Du bout de l'index, Elizabeth remonta ses lunettes sur l'arête de son nez.

— Qu'est-ce que tu dis ?

— Rien ! rétorqua Sally, la mâchoire crispée, en jetant son sac sur son lit.

Elle fouilla dans les tiroirs de sa commode, à la recherche de vêtements de sport. Il était hors de question qu'elle reste ici. Si elle avait été seule oui, mais pas en présence de son insupportable colocataire. Sally irait faire du sport avant l'entraînement des Lions.

Elizabeth referma le clapet de son ordinateur d'un coup sec et alla le déposer sur son bureau.

— Pourquoi est-ce que tu es aussi agressive ?

Sally commença à se changer.

— Pourquoi est-ce que tu ne me laisses pas tranquille ?

Elizabeth retourna s'asseoir sur son lit.

— On est colocataires, non ?

— Et alors ?

— C'est normal qu'on se parle. On peut être amies.

— Rien n'est normal, ici ! s'exclama vivement Sally.

— Pourquoi tu t'énerves ?

Sally serra les poings, son exaspération atteignant son comble. Devoir partager son espace intime avec cette fille la remplissait un peu plus de rage chaque jour. Malheureusement elle n'avait pas d'autre choix. L'université imposait aux étudiants de première année de vivre sur le campus, pour une meilleure immersion, et changer de chambre sans raison valable était mission impossible.

Sally prit une longue inspiration, regarda Elizabeth droit dans les yeux et lui décocha un regard glacial.

— Il faut que tu redescendes sur Terre. Toi et moi, nous ne serons jamais amies, tu entends ? Ja-mais ! Je suis obligée de subir ta présence chaque jour mais cela ne fait pas de nous des amies, ok !

Un silence plana quelques secondes avant qu'Elizabeth n'éclate d'un rire tonitruant qui secoua l'ensemble de son corps.

Sally resta choquée devant cette réaction inattendue, et franchement surprenante.

— Tu es folle comme fille, lâcha Elizabeth entre deux hoquets. Complètement tarée !

Sally serra les dents.

— C'est toi, la tarée !

Sur ces mots, elle quitta la pièce en claquant la porte, le rire de sa colocataire continuant de résonner dans ses oreilles.

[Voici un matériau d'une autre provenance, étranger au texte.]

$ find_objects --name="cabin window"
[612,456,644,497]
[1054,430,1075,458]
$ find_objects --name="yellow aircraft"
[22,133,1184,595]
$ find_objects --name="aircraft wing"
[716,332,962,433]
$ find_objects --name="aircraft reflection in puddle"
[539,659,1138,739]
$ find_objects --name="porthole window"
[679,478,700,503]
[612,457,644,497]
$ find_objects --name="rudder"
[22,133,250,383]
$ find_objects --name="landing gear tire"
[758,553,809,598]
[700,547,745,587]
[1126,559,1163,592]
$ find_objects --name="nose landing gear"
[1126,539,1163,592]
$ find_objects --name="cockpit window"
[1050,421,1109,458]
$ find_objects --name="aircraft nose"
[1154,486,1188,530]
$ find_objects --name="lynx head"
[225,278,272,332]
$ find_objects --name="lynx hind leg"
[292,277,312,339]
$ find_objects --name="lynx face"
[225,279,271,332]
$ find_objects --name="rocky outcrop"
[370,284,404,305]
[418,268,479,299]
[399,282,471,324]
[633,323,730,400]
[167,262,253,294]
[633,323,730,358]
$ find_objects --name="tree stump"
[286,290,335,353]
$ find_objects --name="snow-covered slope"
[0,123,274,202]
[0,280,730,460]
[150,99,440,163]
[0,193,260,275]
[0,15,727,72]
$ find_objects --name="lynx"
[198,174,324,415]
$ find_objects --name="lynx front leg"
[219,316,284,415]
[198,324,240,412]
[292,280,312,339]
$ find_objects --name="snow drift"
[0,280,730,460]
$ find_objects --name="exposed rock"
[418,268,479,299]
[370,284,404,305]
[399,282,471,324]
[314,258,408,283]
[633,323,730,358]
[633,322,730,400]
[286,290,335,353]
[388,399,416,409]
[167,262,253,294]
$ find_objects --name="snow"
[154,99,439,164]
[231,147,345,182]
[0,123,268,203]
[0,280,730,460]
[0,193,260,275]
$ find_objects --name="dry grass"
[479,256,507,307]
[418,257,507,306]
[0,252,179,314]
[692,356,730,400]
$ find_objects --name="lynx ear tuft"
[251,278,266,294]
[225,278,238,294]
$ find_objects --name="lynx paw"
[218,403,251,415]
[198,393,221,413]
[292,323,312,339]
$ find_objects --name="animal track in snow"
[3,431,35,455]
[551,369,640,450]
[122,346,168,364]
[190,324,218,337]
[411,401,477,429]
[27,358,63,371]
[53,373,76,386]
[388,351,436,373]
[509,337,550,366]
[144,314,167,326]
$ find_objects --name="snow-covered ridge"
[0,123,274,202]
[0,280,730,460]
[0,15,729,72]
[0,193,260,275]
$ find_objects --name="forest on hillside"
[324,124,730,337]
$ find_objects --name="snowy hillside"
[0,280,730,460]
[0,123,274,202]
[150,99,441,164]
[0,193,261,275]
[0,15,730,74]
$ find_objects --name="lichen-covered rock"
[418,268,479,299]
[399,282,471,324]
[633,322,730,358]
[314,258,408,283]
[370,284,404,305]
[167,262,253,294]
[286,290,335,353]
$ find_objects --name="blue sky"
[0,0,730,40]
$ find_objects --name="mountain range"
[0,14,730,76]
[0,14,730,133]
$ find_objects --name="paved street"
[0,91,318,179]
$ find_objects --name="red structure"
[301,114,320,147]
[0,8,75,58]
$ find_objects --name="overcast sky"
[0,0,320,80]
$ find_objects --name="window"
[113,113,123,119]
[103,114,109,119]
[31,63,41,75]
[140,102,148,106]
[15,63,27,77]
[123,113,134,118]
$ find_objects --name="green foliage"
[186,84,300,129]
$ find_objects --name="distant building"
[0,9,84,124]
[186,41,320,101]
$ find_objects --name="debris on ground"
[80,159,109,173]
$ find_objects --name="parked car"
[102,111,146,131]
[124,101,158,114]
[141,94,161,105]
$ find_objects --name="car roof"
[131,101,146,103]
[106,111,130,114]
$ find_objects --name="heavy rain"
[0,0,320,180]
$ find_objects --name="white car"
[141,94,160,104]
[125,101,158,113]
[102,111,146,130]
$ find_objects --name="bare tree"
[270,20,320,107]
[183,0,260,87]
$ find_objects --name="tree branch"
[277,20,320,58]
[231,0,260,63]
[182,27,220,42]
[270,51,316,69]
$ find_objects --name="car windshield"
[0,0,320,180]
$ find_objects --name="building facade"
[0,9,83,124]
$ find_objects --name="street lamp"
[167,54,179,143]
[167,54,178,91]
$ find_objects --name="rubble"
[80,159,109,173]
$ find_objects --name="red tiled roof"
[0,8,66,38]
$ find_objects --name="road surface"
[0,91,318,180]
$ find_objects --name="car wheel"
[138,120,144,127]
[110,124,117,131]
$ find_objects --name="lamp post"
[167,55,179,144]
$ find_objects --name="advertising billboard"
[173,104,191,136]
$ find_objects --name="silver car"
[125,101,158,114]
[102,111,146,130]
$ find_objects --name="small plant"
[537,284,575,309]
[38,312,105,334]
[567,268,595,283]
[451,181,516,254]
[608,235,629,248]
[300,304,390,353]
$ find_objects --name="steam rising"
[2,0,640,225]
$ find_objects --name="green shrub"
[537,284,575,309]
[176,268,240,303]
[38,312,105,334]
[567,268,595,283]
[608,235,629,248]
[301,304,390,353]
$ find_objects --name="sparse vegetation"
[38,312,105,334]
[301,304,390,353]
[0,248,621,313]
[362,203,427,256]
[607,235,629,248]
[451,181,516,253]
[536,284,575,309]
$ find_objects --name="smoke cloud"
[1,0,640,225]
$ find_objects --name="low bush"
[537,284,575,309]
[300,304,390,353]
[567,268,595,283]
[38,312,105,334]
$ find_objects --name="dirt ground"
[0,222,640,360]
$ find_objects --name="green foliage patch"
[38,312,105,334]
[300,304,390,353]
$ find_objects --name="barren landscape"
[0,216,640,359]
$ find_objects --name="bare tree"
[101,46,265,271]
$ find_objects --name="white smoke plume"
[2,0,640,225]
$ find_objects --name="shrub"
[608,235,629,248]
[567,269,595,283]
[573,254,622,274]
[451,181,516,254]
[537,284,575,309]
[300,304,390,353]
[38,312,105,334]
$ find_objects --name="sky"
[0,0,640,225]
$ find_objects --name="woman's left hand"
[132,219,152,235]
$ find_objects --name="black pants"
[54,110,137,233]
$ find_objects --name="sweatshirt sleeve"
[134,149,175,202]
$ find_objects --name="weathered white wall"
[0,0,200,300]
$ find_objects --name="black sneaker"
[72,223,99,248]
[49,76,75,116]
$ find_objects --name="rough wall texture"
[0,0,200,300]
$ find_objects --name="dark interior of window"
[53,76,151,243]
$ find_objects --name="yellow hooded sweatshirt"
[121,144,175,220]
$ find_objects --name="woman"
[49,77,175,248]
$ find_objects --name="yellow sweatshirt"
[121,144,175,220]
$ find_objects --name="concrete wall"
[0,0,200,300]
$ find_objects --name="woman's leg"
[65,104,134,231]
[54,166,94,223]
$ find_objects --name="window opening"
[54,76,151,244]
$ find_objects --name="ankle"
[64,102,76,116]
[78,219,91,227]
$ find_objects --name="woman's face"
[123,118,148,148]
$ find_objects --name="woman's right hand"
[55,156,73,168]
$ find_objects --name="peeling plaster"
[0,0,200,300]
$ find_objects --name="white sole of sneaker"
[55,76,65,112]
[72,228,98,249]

Sally n'imaginait pas que la situation puisse se compliquer davantage et pourtant, si. Elle ne pouvait désormais plus voir sa colocataire en peinture. Le seul fait de l'entendre parler suffirait à susciter chez Sally un agacement instantané.

Sally fonça comme une furie dans le couloir et dévala l'escalier. Une fois à l'extérieur, elle s'élança dans l'allée centrale et prit la direction du lac. Courir près de l'eau lui ferait le plus grand bien.

Il lui fallait évacuer toute cette tension et cette colère, et se calmer avant de se rendre à l'entraînement. Sally s'obligeait à y maîtriser l'image qu'elle donnait d'elle et à se montrer sous son meilleur jour. Elle le devait encore plus lors de cette semaine, l'entraineuse ayant prévu d'annoncer les deux co-capitaines. Et cette annonce importante pouvait très bien avoir lieu le jour même.

Sally croisait fortement les doigts pour qu'une bonne nouvelle arrive enfin. Car moralement, elle avait vraiment besoin de cette bonne nouvelle.